La epidemia ‘selfie’
Omar Mateen, el asesino que disparó a quemarropa y acabó con la vida de más de cincuenta personas en un club gay de Orlando, era aficionado a las selfies. Observar sus autofotos produce la sensación de ver una escena pornográfica en el comedor familiar. En algunas posa con un mohín burlesco, en otras ladea la cabeza mientras se toca la barbilla y frunce los labios entre la chulería y la autocomplacencia. También ensaya frente a su propio objetivo una mirada indolente, propia del que se gusta demasiado, investido de esa seguridad que tan a menudo revelan las fotos de uno mismo y que poco tienen que ver con cómo somos. En una de las selfies tiene las pupilas fijas, semienterradas por el párpado superior: un maltratador de mujeres, homófobo y yihadista ahogado en su propia ceguera.

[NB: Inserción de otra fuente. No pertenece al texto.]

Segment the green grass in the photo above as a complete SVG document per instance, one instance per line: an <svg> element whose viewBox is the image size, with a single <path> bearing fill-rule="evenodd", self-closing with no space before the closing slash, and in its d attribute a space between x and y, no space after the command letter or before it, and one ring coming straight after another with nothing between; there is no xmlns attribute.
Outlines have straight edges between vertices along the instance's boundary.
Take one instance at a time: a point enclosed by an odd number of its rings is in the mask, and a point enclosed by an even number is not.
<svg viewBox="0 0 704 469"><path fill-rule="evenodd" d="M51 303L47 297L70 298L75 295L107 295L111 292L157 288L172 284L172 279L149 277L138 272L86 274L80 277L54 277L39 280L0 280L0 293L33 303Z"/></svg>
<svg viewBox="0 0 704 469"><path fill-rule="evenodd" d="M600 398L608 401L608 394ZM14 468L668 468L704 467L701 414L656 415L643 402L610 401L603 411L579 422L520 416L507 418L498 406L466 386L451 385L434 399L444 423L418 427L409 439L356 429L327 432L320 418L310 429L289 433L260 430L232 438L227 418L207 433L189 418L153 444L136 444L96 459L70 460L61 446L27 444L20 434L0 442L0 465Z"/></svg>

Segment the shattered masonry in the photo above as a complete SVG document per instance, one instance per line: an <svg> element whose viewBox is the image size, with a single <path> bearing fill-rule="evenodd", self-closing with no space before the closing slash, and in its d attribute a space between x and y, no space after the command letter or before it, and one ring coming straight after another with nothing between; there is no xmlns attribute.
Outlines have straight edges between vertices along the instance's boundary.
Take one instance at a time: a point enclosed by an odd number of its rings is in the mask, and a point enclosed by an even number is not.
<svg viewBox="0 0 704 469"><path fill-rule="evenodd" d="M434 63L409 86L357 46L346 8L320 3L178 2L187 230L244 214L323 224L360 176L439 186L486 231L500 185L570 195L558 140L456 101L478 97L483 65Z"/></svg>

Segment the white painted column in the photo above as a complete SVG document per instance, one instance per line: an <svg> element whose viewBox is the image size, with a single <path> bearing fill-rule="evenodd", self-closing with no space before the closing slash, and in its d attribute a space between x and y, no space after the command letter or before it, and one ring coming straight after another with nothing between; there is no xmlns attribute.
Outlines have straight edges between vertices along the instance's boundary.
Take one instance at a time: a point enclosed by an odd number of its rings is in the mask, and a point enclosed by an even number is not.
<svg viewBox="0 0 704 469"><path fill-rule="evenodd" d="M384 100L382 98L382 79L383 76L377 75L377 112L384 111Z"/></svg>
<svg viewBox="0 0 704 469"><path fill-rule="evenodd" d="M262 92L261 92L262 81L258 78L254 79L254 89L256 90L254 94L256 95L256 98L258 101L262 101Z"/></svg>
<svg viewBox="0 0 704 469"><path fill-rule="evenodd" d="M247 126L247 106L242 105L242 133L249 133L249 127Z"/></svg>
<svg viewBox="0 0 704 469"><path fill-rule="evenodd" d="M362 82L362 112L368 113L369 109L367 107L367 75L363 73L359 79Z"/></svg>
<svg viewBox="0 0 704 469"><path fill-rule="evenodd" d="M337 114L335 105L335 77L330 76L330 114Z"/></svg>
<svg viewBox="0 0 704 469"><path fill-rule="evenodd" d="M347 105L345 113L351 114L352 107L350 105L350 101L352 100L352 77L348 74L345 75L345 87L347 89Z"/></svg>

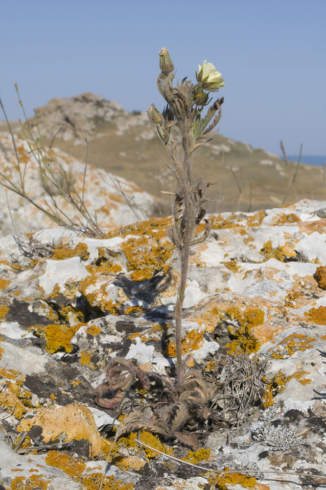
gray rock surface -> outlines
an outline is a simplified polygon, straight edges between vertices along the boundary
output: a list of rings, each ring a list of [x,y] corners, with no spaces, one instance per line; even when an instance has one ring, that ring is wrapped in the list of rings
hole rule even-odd
[[[161,442],[148,421],[157,420],[158,408],[166,411],[184,389],[183,375],[178,382],[175,369],[180,264],[166,238],[171,218],[139,222],[103,240],[63,229],[39,231],[33,240],[47,254],[37,258],[17,238],[1,239],[4,488],[16,488],[18,477],[26,488],[35,486],[37,479],[31,475],[38,475],[40,465],[45,488],[93,489],[107,467],[103,454],[112,444],[113,427],[125,423],[121,417],[115,421],[120,410],[127,416],[132,407],[137,414],[142,407],[147,415],[140,434],[145,443],[163,452],[168,447],[208,471],[227,467],[238,474],[214,475],[166,455],[153,457],[145,447],[141,452],[136,424],[135,435],[123,435],[112,449],[108,485],[120,479],[119,485],[144,490],[323,488],[326,220],[319,215],[325,207],[305,200],[209,217],[210,236],[194,247],[190,259],[183,348],[184,358],[190,354],[185,369],[191,373],[194,363],[204,376],[202,390],[215,384],[216,391],[210,395],[206,416],[193,406],[193,422],[181,425],[179,436],[172,429],[170,437],[159,434]],[[135,378],[120,410],[94,399],[117,356],[127,363],[126,372],[131,362],[149,381],[144,390]],[[232,373],[243,377],[234,374],[232,384]],[[137,374],[141,380],[139,371],[133,376]],[[250,384],[254,378],[256,392]],[[175,387],[170,399],[163,391],[168,379]],[[251,398],[248,390],[241,392],[247,383],[256,393]],[[114,397],[113,392],[106,399]],[[230,398],[240,392],[249,400],[246,408],[228,412]],[[194,434],[199,450],[193,440],[182,439]]]

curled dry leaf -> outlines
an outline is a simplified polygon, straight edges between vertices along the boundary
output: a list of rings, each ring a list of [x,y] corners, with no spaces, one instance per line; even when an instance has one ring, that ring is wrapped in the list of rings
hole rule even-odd
[[[164,391],[167,393],[165,406],[157,409],[151,416],[151,411],[145,407],[135,409],[120,423],[115,440],[132,430],[148,430],[165,437],[176,437],[193,451],[199,448],[197,436],[181,431],[188,422],[193,425],[194,422],[207,418],[208,405],[216,389],[203,379],[199,370],[186,371],[189,357],[186,357],[181,364],[176,384],[169,377],[144,372],[139,367],[121,358],[116,358],[110,363],[106,371],[107,381],[96,389],[95,400],[101,406],[111,408],[120,403],[135,376],[143,386],[148,388],[149,385],[146,375],[153,374],[163,382]],[[110,394],[110,399],[103,398],[103,396]]]
[[[127,359],[116,357],[107,368],[107,381],[96,389],[95,403],[104,408],[117,407],[135,378],[139,379],[145,389],[148,389],[148,380],[140,368],[134,366]]]

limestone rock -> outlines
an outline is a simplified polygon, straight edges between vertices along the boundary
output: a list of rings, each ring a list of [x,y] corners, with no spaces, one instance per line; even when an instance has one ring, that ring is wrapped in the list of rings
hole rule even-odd
[[[182,348],[184,357],[191,354],[185,368],[199,366],[203,390],[214,381],[216,392],[210,392],[207,424],[205,417],[195,418],[193,407],[197,425],[185,426],[187,432],[182,428],[178,436],[171,432],[170,438],[148,428],[166,406],[160,409],[164,386],[175,387],[171,403],[179,410],[181,398],[174,401],[173,393],[184,389],[174,370],[180,265],[166,237],[171,217],[111,230],[103,240],[64,229],[39,231],[33,243],[35,249],[43,247],[43,256],[27,253],[22,238],[1,239],[2,485],[14,488],[21,477],[30,486],[46,488],[48,481],[48,488],[68,483],[91,488],[98,486],[103,471],[112,488],[144,490],[278,490],[284,480],[291,489],[324,484],[325,207],[305,200],[287,208],[209,216],[210,236],[190,257]],[[196,233],[203,231],[199,225]],[[235,392],[231,384],[221,391],[235,365],[233,354],[235,359],[246,356],[248,368],[261,369],[260,391],[235,422],[234,413],[223,412]],[[148,381],[148,390],[136,378],[121,390],[121,407],[136,406],[135,416],[145,407],[139,437],[160,453],[145,446],[140,450],[136,428],[118,439],[107,466],[102,453],[112,447],[119,411],[97,405],[94,395],[117,356],[126,366],[138,367],[138,381],[143,376]],[[245,373],[238,391],[252,374]],[[105,394],[112,399],[115,393]],[[201,448],[188,452],[184,444],[193,444],[195,434]],[[37,454],[30,454],[35,450]],[[169,452],[184,463],[169,459]],[[214,473],[226,466],[237,472]]]

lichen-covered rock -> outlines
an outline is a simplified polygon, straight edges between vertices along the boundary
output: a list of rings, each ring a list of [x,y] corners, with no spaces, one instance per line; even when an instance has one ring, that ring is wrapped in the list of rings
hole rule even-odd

Nos paralizamos más de una vez ante las selfies de nuestros hijos, tan expuestos, cuando entrecierran los ojos y aprietan sus labios marmóreos acompañados de un par de dedos marcando cuernecitos. Es muy probable que le dediquen silenciosamente la foto a alguien, ya que una utilidad de la selfie es mandar subrepticiamente un mensaje. Ser visto y leído, pero sobre todo narrado, aunque lo que puede percibirse al otro lado nada tenga que ver con la realidad por muy real que parezca. ¿Qué hace alguien mirándose en el espejo del autorretrato? ¿Capturar las vistas metiéndose dentro de la foto para rubricar un momento excepcional? ¿Exhibir su vida social, sus hobbies, su intimidad de puertas adentro comiendo un arroz o pintándose las uñas de los pies? ¿O bien quieren reflejar su facilidad para divertirse? A menudo me pregunto si hace falta autorretratarse con tal frenesí, o más concretamente autopresentarse, autopromocionarse, como si además de vivir tuviéramos que hacer un spot de nuestra propia vida. Sin duda a la mayoría les divierte y les resulta placentero, aunque se contraiga su esfera privada de la que creen tener el control: aquellos que se exhiben en las redes eligen lo que muestran y lo que esconden igual que una pareja cuando se enamora y suele revelar una selección de lo mejor de sí misma: sus grandes éxitos.
Lo que hacemos en privado cada vez está más programado para ser compartido a fin de celebrar las apariencias, marcar un me gusta o lograr levantar el pulgar. Pero los que nos resistimos a inmortalizarnos constantemente sentimos una gran incomodidad ante quienes, infatigables, hacen monerías ante su propio objetivo, que luego acicalarán y colgarán en su Facebook para que “su mundo” se entere de que son felices y valientes y viajan contra las corrientes salvajes, haciéndonos olvidar que esa instantánea sólo es un disparo, un fugaz instante congelado entre las infinitas horas grises que suma cualquier vida.